1. In a sewing machine comprising:

a stitch forming device for forming a straight seam of a series of stitches on a work fabric, said stitch forming device including a sewing needle reciprocally movable in synchronism with the rotation of a main shaft of the sewing machine;

a work feeding device including a presser foot and a feed dog for intermittently feeding the work fabric in synchronism with the rotation of the main shaft;

a feed adjusting device for adjusting the feed pitch by said feed dog; and

a manual adjusting knob operatively coupled to said feed adjusting device for changing said feed pitch;

the improvement comprising:

means for generating feed pitch data corresponding to the adjusted amount of said feed adjusting device;

a keyboard arrangement having selection keys enabling the selection of a numerical value corresponding to a seam length for setting a preset seam length;

means for detecting a predetermined needle position on a reciprocal path of said sewing needle;

means for sequentially computing the total seam length based upon said feed pitch data generated by said feed pitch data generating means in response to the detection of said detection means;

means for distinguishing the coincidence between said computed total seam length and said present seam length; and

means for stopping the operation of the sewing machine upon said coincidence distinguished by said distinguishing means.

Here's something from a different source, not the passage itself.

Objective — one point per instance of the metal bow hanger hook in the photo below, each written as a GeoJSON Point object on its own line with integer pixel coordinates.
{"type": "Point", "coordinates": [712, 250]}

2. A sewing machine according to claim 1, wherein said computing means includes means for adding the feed pitch data of all stitches formed.

3. A sewing machine according to claim 1, wherein said computing means includes means for subtracting the feed pitch data of all stitches formed from said present seam length data, and said distinguishing means distinguishes that the remainder of said subtraction reaches substantially zero.

4. A sewing machine according to claim 1, wherein said feed pitch data generating means includes a potentiometer.